Her features were finely drawn: small blue eyes, light brows and lashes, a straight nose, and lips thinned by age. Usually, I think of beautiful women in terms of the overblown—high cheekbones, big eyes, plump lips. Hers was a beauty of a different kind—soft, subdued. Her cologne smelled like fresh soap, and if she wore makeup at all, it was discreetly applied. I can’t make small talk with someone whose only child has been kidnapped and killed, so I left it up to her.
“I spoke to Lieutenant Dolan this morning. He’s been gracious about keeping in touch with me since he retired. He called, saying your name had come up with regard to Mary Claire’s disappearance. He tells me a young man named Michael Sutton has come forward with information that looks promising.”
“I don’t know what to say. May I call you Joanne?”
“Of course.”
“Michael was wrong about the date. This came to light yesterday and I’m still adjusting to the disappointment. He was a kid at the time, six years old, and the incident he remembered actually happened a week earlier, if at all.”
“I don’t understand. Lieutenant Dolan said he came across two men digging what appeared to be a grave two days after Mary Claire was kidnapped. You’re saying his report was false?”
“He made a mistake. There was no malice intended. He read a newspaper article and Mary Claire’s name triggered a vivid recollection. His story sounded reasonable. Detective Phillips thought it was worth pursuing and so did I.

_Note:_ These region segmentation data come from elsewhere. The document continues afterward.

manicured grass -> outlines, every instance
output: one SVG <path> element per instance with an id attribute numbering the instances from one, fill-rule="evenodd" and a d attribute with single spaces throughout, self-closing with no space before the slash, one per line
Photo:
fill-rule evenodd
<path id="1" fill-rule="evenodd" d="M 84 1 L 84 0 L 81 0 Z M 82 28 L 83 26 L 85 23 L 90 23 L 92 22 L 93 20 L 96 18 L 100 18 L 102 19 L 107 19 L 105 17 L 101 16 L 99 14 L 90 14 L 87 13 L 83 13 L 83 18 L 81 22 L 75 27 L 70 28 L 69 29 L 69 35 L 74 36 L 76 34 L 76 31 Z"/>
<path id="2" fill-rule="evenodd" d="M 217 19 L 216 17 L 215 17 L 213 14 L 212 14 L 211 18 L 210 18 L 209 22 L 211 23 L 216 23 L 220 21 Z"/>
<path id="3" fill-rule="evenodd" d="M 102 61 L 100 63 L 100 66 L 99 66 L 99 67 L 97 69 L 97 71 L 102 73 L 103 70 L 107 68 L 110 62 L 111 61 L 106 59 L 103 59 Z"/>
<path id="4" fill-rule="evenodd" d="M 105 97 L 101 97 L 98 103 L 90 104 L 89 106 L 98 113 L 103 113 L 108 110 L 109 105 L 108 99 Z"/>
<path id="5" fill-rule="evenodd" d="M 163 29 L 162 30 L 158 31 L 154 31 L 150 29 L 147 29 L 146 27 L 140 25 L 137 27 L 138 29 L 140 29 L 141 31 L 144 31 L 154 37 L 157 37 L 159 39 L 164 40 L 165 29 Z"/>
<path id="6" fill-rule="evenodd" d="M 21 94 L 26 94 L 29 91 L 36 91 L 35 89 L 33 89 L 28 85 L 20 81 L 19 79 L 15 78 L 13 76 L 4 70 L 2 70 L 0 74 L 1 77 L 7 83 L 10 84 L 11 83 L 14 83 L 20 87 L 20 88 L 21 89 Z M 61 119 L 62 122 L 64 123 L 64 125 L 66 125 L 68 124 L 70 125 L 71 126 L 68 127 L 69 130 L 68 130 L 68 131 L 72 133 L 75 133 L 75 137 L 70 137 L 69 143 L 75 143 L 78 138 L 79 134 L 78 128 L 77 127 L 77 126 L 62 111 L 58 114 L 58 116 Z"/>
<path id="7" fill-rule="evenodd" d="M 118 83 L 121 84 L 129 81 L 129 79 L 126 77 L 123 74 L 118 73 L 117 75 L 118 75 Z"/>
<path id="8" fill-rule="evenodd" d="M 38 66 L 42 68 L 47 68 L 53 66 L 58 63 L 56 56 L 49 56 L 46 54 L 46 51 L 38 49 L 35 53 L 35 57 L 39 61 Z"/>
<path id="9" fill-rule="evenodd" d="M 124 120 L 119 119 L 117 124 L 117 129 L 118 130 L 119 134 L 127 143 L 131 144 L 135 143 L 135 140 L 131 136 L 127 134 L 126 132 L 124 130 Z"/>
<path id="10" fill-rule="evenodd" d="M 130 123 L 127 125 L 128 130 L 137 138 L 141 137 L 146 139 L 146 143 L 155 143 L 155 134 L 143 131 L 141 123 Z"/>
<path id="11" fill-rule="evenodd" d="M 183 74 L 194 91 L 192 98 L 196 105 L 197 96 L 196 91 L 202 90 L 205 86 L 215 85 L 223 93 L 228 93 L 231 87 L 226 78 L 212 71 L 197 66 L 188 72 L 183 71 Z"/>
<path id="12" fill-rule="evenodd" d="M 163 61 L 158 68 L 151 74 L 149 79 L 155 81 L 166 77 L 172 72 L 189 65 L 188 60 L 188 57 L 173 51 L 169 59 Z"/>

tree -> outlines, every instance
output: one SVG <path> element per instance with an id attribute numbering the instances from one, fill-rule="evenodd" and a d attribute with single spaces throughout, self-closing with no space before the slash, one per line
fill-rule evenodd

“Yesterday, Michael’s sister came in with evidence showing he wasn’t anywhere near Santa Teresa on the date he claimed, so it looks like he conjured the memory out of whole cloth. Whatever he saw, it had nothing to do with Mary Claire. I wish we had more, but it’s not there.”

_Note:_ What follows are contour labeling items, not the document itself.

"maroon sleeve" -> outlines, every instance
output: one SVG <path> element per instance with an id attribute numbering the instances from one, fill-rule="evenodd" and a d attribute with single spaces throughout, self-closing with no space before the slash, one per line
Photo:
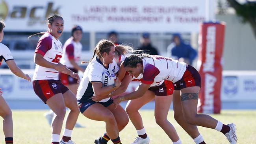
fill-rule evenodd
<path id="1" fill-rule="evenodd" d="M 72 44 L 70 44 L 66 47 L 66 53 L 68 55 L 69 59 L 74 59 L 74 45 Z"/>
<path id="2" fill-rule="evenodd" d="M 41 38 L 38 41 L 37 46 L 35 49 L 35 53 L 39 53 L 43 56 L 51 48 L 52 46 L 52 39 L 50 37 Z"/>
<path id="3" fill-rule="evenodd" d="M 160 73 L 159 70 L 153 65 L 147 63 L 143 72 L 141 82 L 147 85 L 151 85 L 154 82 L 155 78 Z"/>

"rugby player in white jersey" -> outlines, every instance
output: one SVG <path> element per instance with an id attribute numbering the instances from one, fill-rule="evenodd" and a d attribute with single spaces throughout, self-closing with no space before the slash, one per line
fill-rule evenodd
<path id="1" fill-rule="evenodd" d="M 127 54 L 130 54 L 131 52 L 136 52 L 136 51 L 133 50 L 132 48 L 127 46 L 124 47 L 116 46 L 115 48 L 115 61 L 119 62 L 118 63 L 123 61 L 126 55 L 128 55 Z M 123 66 L 121 66 L 121 70 L 123 68 Z M 119 73 L 119 74 L 121 76 L 121 74 Z M 142 75 L 140 74 L 137 77 L 135 77 L 133 76 L 130 76 L 129 74 L 126 73 L 122 81 L 121 86 L 115 91 L 113 95 L 115 95 L 120 93 L 118 92 L 119 90 L 122 92 L 124 92 L 129 84 L 129 83 L 126 83 L 126 81 L 141 81 L 143 76 Z M 126 110 L 136 129 L 138 136 L 131 144 L 149 143 L 149 137 L 147 134 L 146 129 L 143 124 L 142 118 L 138 111 L 142 106 L 154 99 L 155 100 L 156 105 L 155 117 L 157 124 L 164 130 L 172 141 L 174 142 L 174 144 L 182 143 L 174 127 L 167 119 L 173 90 L 173 85 L 171 81 L 163 80 L 152 83 L 145 93 L 141 97 L 128 102 Z M 116 92 L 118 93 L 116 94 Z"/>
<path id="2" fill-rule="evenodd" d="M 230 144 L 236 144 L 237 138 L 234 124 L 225 125 L 208 115 L 197 113 L 201 78 L 195 68 L 170 58 L 145 54 L 130 55 L 124 61 L 123 65 L 130 74 L 137 77 L 142 74 L 143 78 L 136 90 L 115 98 L 114 104 L 118 104 L 122 100 L 141 97 L 153 83 L 169 80 L 174 83 L 174 118 L 196 144 L 205 143 L 199 132 L 194 132 L 198 131 L 196 126 L 215 129 L 225 135 Z"/>
<path id="3" fill-rule="evenodd" d="M 0 19 L 0 66 L 4 60 L 9 68 L 14 74 L 30 81 L 30 78 L 17 66 L 9 49 L 1 43 L 4 38 L 5 25 L 4 20 Z M 0 88 L 0 90 L 1 89 Z M 0 91 L 0 116 L 4 119 L 3 130 L 5 137 L 6 144 L 13 144 L 13 128 L 11 111 L 3 97 L 2 92 Z"/>
<path id="4" fill-rule="evenodd" d="M 95 57 L 94 56 L 96 55 Z M 119 105 L 116 109 L 110 93 L 120 85 L 118 78 L 111 85 L 104 86 L 102 74 L 108 71 L 111 78 L 115 78 L 119 67 L 113 61 L 115 56 L 115 45 L 111 42 L 102 40 L 98 42 L 94 49 L 93 55 L 89 62 L 78 89 L 76 98 L 81 113 L 87 118 L 106 123 L 106 132 L 95 140 L 96 144 L 107 144 L 110 139 L 114 144 L 121 144 L 119 137 L 121 131 L 127 124 L 128 116 Z M 101 100 L 95 102 L 95 96 Z"/>
<path id="5" fill-rule="evenodd" d="M 62 44 L 59 38 L 63 31 L 63 18 L 53 15 L 47 20 L 48 31 L 43 33 L 44 34 L 38 41 L 35 52 L 36 66 L 33 78 L 33 88 L 35 94 L 56 114 L 52 123 L 52 144 L 74 144 L 71 140 L 71 136 L 79 114 L 77 100 L 75 95 L 61 83 L 58 75 L 59 72 L 68 74 L 77 79 L 78 82 L 80 81 L 79 77 L 59 63 L 63 53 Z M 70 111 L 60 141 L 66 107 Z"/>
<path id="6" fill-rule="evenodd" d="M 78 65 L 78 64 L 82 53 L 82 46 L 80 42 L 82 36 L 82 28 L 78 26 L 75 26 L 71 30 L 71 36 L 66 41 L 63 48 L 63 54 L 59 62 L 67 66 L 68 68 L 73 72 L 77 73 L 78 70 L 82 72 L 84 70 Z M 75 95 L 76 95 L 78 84 L 77 79 L 72 78 L 70 75 L 60 72 L 59 78 L 61 82 L 71 90 Z M 44 115 L 47 119 L 48 123 L 51 125 L 54 113 L 51 110 L 45 113 Z M 84 127 L 77 122 L 75 127 Z"/>

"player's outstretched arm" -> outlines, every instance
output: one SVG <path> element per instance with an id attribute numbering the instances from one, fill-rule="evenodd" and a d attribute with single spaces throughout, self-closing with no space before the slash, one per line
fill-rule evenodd
<path id="1" fill-rule="evenodd" d="M 15 75 L 23 78 L 25 79 L 26 79 L 28 81 L 30 81 L 31 78 L 27 74 L 25 74 L 24 73 L 20 70 L 20 68 L 17 66 L 16 63 L 15 63 L 14 60 L 13 59 L 11 59 L 8 60 L 6 61 L 7 65 L 9 67 L 10 70 L 11 72 L 13 73 L 13 74 Z"/>
<path id="2" fill-rule="evenodd" d="M 115 98 L 114 99 L 114 105 L 115 107 L 122 101 L 134 100 L 142 96 L 146 93 L 150 85 L 141 83 L 138 89 L 135 91 L 124 96 L 120 96 Z"/>

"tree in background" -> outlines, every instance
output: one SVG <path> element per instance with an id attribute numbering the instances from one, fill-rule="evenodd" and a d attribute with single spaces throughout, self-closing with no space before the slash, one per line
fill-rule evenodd
<path id="1" fill-rule="evenodd" d="M 236 10 L 237 15 L 242 18 L 243 22 L 250 23 L 256 39 L 256 0 L 246 0 L 243 4 L 236 0 L 227 1 L 230 6 Z"/>

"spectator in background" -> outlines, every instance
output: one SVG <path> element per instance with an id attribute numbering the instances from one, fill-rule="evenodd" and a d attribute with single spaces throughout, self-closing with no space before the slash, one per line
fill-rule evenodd
<path id="1" fill-rule="evenodd" d="M 158 55 L 157 48 L 152 46 L 150 41 L 150 34 L 147 32 L 142 33 L 142 37 L 140 39 L 141 45 L 136 50 L 145 50 L 139 52 L 138 53 L 142 52 L 151 55 Z"/>
<path id="2" fill-rule="evenodd" d="M 115 31 L 111 31 L 108 33 L 108 39 L 115 45 L 121 44 L 121 43 L 118 41 L 118 35 Z"/>
<path id="3" fill-rule="evenodd" d="M 172 41 L 173 42 L 167 48 L 168 57 L 191 65 L 197 55 L 197 51 L 189 44 L 185 43 L 179 33 L 173 35 Z"/>

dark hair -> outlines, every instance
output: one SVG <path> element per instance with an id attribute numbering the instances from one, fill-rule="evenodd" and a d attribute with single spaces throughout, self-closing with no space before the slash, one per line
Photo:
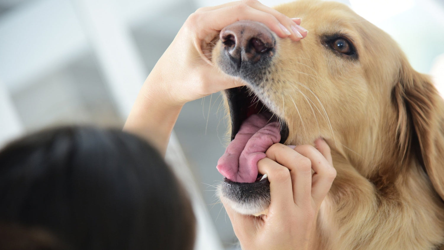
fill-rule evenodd
<path id="1" fill-rule="evenodd" d="M 37 133 L 0 152 L 0 223 L 41 228 L 67 249 L 191 249 L 195 238 L 190 200 L 157 151 L 91 127 Z"/>

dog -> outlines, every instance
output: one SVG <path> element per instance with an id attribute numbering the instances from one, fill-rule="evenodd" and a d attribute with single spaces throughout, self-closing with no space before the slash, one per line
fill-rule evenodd
<path id="1" fill-rule="evenodd" d="M 270 183 L 252 159 L 277 142 L 322 137 L 337 176 L 319 211 L 317 249 L 444 249 L 444 102 L 430 79 L 345 5 L 275 9 L 301 18 L 307 37 L 241 21 L 213 49 L 217 67 L 248 83 L 224 92 L 233 141 L 218 163 L 221 198 L 242 214 L 266 210 Z M 236 139 L 267 126 L 268 137 Z"/>

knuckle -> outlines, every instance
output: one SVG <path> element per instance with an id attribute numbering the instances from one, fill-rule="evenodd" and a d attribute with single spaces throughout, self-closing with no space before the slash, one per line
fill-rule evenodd
<path id="1" fill-rule="evenodd" d="M 240 12 L 245 12 L 246 11 L 247 9 L 250 8 L 248 4 L 247 4 L 245 3 L 245 0 L 242 1 L 242 2 L 238 5 L 237 9 Z"/>
<path id="2" fill-rule="evenodd" d="M 308 209 L 305 211 L 305 214 L 306 219 L 309 221 L 314 220 L 315 217 L 316 216 L 316 213 L 313 209 Z"/>
<path id="3" fill-rule="evenodd" d="M 307 157 L 300 158 L 297 163 L 298 170 L 302 171 L 311 171 L 311 161 Z"/>
<path id="4" fill-rule="evenodd" d="M 278 14 L 278 16 L 277 16 L 276 17 L 278 19 L 283 20 L 285 20 L 285 19 L 288 18 L 288 17 L 287 17 L 286 16 L 284 15 L 281 12 L 279 12 L 279 14 Z"/>
<path id="5" fill-rule="evenodd" d="M 258 0 L 243 0 L 242 2 L 244 4 L 250 6 L 256 5 L 259 2 Z"/>
<path id="6" fill-rule="evenodd" d="M 290 176 L 290 171 L 285 167 L 275 170 L 273 175 L 274 179 L 278 182 L 285 181 L 291 178 Z"/>
<path id="7" fill-rule="evenodd" d="M 333 167 L 330 167 L 329 168 L 328 171 L 327 172 L 327 177 L 331 181 L 333 181 L 333 180 L 336 178 L 337 173 L 336 172 L 336 170 L 334 169 Z"/>
<path id="8" fill-rule="evenodd" d="M 196 12 L 189 16 L 188 18 L 186 19 L 186 23 L 191 25 L 194 25 L 195 24 L 198 23 L 200 16 L 199 13 Z"/>
<path id="9" fill-rule="evenodd" d="M 201 7 L 196 10 L 196 11 L 194 12 L 194 13 L 199 13 L 200 12 L 203 12 L 204 11 L 206 11 L 206 10 L 208 9 L 208 7 Z"/>

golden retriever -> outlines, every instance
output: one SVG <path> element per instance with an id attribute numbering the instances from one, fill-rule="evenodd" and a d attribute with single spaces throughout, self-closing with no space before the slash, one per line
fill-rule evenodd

“Well.” She stared down at her hands.
“I know all of this is hard on you, and I’m sorry.”
“Not your fault. I should be used to it by now. I should have detached years ago, but I’ve never found a way to do it. Something like this comes up . . . a scrap of information surfaces and even against my better judgment, I feel a flutter of hope. I can’t tell you how many people have come up with ‘clues’ in the last twenty years. They write, they call, they stop me on the street, all of them claiming to know Mary Claire’s whereabouts. Any reference in the paper and the ‘tips’ come pouring out. Some ask for money and some just want to feel important, I suppose.”
“Believe me, Michael wasn’t doing this for gain. He was hesitant about going to the police and uneasy when they sent him over to me. As odd as his story was, it seemed to hold an element of truth. In the end, it just didn’t hang together.”
“I’m not blaming anyone. It’s all just so endless.”
“Look, I know this is none of my business, but can you tell me what happened afterward? I can’t imagine what it must have done to your personal life.”
“It’s simple enough. My husband and I divorced. It might have been unfair to fault Barry for the way he handled the situation, but watching him those three days taught me things I hadn’t fully understood. He took over. He called all the shots. I was relegated to the sidelines while he dealt with the police and the FBI. My opinions and my reactions meant nothing to him. For the first time, I saw the sort of man I was married to.”
“What would you have done if it had been up to you?”
“Exactly what they asked. I’d have kept the matter quiet instead of bringing in the police. I’d have paid the ransom without a second thought. That’s what the Unruhs did and their daughter survived. I’m sure the FBI would have deemed it the worst possible tactic, but what did they have at stake? Twenty-five thousand was nothing to us. I found out later Barry had twice that much in a secret account—money he used to establish his new life after we separated. For all I know, that was always his intention, saving up so he could leave. I reached a point where I didn’t care one way or the other. I suppose if Mary Claire had been saved . . . if she’d come back to us alive . . . we might have smoothed things over and gone on as we had before.”